How to parallel cycle? (NEWBIE QUESTION) Large cycle to parallel threads

arcon · January 12, 2009, 7:11pm

Hello,

please, tell me,

i have a fucntion f(x), where X varies from 0x00000000 … 0xFFFFFFFF
the result f(x) compare with some constants and if equal, i have to write them down to file.

what is the best way to compute such task in cuda?
how i can pass the x to many threads?

tanx a lot.

Ocire · January 13, 2009, 12:19am

do you just have a single “x” you want to check?

if you have more than one: put all of them into an array (int x[…]), copy it to the gpu, let every thread read its “x” (meaning x[threadIdx.x+blockDim.x*blockIdx.x] or something like that) and compute the value, check against the constants (which you also copied to the device) and write back whether to save it or not and its value.

if it’s a single “x” and a function f() that’s taking quite a long time to compute, you will have to try to parallelize whatever f() does. (which in most cases will be a bit more tricky ;-))

arcon · January 13, 2009, 6:39am

tanx,

my X as values from 00000000 to 0xFFFFFFFF

my idea was to divide all range 0xFFFFFFFF to RANGE / NUM_THREADS and calc in each thread the chosen range for each thread

Sarnath · January 13, 2009, 7:11am

Your idea looks good!

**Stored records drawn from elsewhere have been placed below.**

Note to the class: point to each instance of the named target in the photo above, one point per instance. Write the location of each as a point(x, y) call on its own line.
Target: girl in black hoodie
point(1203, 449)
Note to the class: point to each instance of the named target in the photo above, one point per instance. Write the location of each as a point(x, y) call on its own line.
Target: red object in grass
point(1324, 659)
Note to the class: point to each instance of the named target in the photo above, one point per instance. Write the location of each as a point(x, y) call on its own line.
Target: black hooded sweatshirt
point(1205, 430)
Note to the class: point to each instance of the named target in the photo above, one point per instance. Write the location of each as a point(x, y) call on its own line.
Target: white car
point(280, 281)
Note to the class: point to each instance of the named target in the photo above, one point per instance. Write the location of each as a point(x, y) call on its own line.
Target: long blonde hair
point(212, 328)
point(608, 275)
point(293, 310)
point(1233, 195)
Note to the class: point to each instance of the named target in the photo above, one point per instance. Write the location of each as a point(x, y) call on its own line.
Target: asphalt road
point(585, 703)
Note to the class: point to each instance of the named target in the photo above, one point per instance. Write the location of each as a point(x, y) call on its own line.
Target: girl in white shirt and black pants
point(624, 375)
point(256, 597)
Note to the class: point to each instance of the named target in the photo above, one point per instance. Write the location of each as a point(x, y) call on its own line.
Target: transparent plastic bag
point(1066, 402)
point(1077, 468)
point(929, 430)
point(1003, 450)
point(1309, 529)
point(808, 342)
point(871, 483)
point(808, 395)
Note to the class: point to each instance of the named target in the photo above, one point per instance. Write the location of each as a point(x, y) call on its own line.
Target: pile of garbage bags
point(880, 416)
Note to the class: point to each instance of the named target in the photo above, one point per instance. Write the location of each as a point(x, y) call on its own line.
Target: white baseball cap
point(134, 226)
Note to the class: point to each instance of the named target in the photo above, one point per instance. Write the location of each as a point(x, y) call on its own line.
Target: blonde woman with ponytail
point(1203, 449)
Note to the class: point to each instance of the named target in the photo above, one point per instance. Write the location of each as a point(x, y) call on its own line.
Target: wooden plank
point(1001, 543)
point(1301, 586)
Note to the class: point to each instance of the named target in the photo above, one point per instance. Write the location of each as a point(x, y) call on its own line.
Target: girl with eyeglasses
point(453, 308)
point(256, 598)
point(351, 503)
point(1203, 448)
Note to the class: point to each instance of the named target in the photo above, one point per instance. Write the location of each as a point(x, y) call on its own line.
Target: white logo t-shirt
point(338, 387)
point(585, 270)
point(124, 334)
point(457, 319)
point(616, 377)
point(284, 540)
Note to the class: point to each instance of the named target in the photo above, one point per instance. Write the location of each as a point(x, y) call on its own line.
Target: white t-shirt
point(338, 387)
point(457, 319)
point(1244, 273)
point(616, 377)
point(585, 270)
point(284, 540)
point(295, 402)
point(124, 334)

Thats the way to go.

i.e.

Make X as a function(threadIdx, blockIdx)

arcon · January 14, 2009, 8:19am

Such signgle-thread code hungs my machine… :-(
global void DoFunc(DWORD *res, DWORD test)
{
DWORD result;
DWORD x;

for (x=0x87000000;x<0x88000000;x++)
{
              result=FX(x)

      if (result==0x1129F56E) 
	{
		res[0]=j; break;
	}
}

}

arcon · January 14, 2009, 6:59pm

sorry, it hungs only host machine, computer freezes until computation is finished.
Thean i can access my machine again.
Any way to avoid this?

finally i set code:
num blocks = 16
num threads per block = 16

card is 9800GTX+

int idx = blockIdx.x * blockDim.x + threadIdx.x;

start = idx0x1000000;
end = idx0x1000000+0x1000000;
__syncthreads();
for (j=start;j<end;j++)
{
… computation cycle

}
__syncthreads();

Ocire · January 15, 2009, 2:16am

first, you are most likely doing too much work in one thread…

second, if it freezes, use a smaller range, optimizie your code and then go up with the range again ;-)

here an example, how i would do it:

__global__ kernel(int offset){

  int idx=threadIdx.x+blockIdx.x*blockDim.x+offset;

  //compute...

}

int main(...){

  //...

  kernel<<<4096,256>>>(0x87000000);

  //...

}

that’s 1M values you check, blockDim is just a guess, look what’s most efficient for you. you can also use 2 dimensional gridDims, if you want to have more threads.

measure the time it takes to do this, optimize (keywords: coalescing, shared memory, texture memory, constant memory).

once you’ve got an acceptable exec. time, crank the numbers up to spawn the range you want.

arcon · January 15, 2009, 6:15am

first, you are most likely doing too much work in one thread…

second, if it freezes, use a smaller range, optimizie your code and then go up with the range again ;-)

here an example, how i would do it:
__global__ kernel(int offset){

  int idx=threadIdx.x+blockIdx.x*blockDim.x+offset;

  //compute...

}

int main(...){

  //...

  kernel<<<4096,256>>>(0x87000000);

  //...

}
that’s 1M values you check, blockDim is just a guess, look what’s most efficient for you. you can also use 2 dimensional gridDims, if you want to have more threads.

measure the time it takes to do this, optimize (keywords: coalescing, shared memory, texture memory, constant memory).

once you’ve got an acceptable exec. time, crank the numbers up to spawn the range you want.

tanks, seems it freeses and didnt work, if execution time of single thread above ~5,5 seconds… with lover reanges which leads to lower time execution all ok,

so have to divive work on smaller items.